About us - The Association of Directors of Adults Social Services (ADASS)
The Association of Directors of Adults Social Services (ADASS) is a registered charity which aims to further the interests of people in need of social care by promoting high standards of social care services and influencing the development of social care legislation and policy. The membership is drawn from all the serving directors of adult social care employed by local authorities in England. Our objectives include:
- furthering comprehensive, equitable, social policies and plans which reflect and shape the economic and social environment of the time.

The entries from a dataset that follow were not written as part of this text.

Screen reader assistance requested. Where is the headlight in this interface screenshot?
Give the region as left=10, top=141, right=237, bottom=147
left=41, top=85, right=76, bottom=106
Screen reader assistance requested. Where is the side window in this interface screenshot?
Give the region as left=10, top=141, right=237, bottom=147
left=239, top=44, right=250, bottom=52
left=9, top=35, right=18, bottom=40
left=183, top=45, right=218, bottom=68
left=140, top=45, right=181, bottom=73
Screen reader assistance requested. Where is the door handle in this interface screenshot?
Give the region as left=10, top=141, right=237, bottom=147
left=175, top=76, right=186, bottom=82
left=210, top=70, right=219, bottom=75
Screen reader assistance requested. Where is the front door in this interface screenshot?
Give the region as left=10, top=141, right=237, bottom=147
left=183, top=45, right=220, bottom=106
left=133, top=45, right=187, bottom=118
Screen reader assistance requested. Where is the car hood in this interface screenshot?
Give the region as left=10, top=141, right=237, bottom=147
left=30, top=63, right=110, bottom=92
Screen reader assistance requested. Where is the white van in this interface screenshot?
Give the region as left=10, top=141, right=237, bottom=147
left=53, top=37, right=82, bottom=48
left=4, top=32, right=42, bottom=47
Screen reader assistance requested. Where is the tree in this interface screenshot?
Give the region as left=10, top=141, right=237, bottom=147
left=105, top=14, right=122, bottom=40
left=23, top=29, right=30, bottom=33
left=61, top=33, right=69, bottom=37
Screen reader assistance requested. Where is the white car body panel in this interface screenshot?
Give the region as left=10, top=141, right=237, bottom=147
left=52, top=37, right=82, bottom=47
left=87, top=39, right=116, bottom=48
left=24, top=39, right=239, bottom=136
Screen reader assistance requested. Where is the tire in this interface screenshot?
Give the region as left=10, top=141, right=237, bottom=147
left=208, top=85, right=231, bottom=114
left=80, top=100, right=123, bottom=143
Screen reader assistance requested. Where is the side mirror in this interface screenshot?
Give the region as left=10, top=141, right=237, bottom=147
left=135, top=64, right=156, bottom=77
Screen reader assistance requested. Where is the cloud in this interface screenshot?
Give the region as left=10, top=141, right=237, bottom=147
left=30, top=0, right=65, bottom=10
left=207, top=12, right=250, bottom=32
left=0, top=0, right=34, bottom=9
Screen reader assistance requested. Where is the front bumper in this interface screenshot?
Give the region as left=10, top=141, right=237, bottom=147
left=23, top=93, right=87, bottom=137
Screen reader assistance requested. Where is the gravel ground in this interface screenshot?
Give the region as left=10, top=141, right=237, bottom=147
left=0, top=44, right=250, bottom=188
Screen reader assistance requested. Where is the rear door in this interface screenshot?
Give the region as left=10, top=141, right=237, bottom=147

- furthering the interests of those who need social care services regardless of their background and status
- promoting high standards of social care services
Social care provides care, support, and safeguards for those people in our communities who have the highest level of need and for their carers. Good care and support transforms lives, helping people to live good lives, or the best they can, in a variety of circumstances.
About the Bill
ADASS supports the safeguarding of people’s rights where they may not have the capacity to make significant decisions and where they may be deprived of their liberty. This is a fundamentally important safeguard for people who are in extremely vulnerable circumstances and whose human rights may be compromised. We support a proportionate approach - through a streamlined assessment process focusing on whether care might be given differently and whether any restrictions are the least that are absolutely necessary.
It is recognised that much of the detail regarding implementation is likely to be worked through in the development of the Code of Practice. ADASS has, however, concerns about the Bill itself, as drafted. Our concerns relate chiefly to the expectation that Care Home Managers will be responsible for the assessments required to authorise the deprivation of a person’s liberty, when that person lives in their care home. ADASS has shared concerns with both the Care Quality Commission and the Care Provider Alliance (CPA).
Whilst registered care providers have previously been required to assess individuals, to determine that they can meet the person’s needs and to undertake care planning, they have not been required to assess to protect people’s liberty. Planning care and assessing whether deprivation of liberty is in a person’s best interest when they are unable to decide for themselves are very different things. ADASS therefore believes this to be a new activity, requiring new skills and resources. We have real concerns relating to a) care home capacity, b) care home staff competence, c) perverse incentives and potential conflicts of interests, d) additional cost (for training and for additional capacity) and e) whether and how such costs will be resourced. These concerns need to be addressed to uphold the human rights of individuals, regardless of whether they fund their own care in the care home or their service is funded by a local authority or a CCG. It is also essential to ensure that there is no risk to the quality of service provided by the care home.
It is essential that these issues are fully understood and that the implications are clear for local authorities as both commissioner and responsible body under this Bill. They need to be addressed to ensure that the system that replaces DoLS is an improvement on its predecessor, for those that need it to safeguard their human rights.
ADASS also supports the inclusion of 16 and 17 year olds in the scope of the Bill. We note that a range of amendments have been proposed, which may go some way to allay these concerns.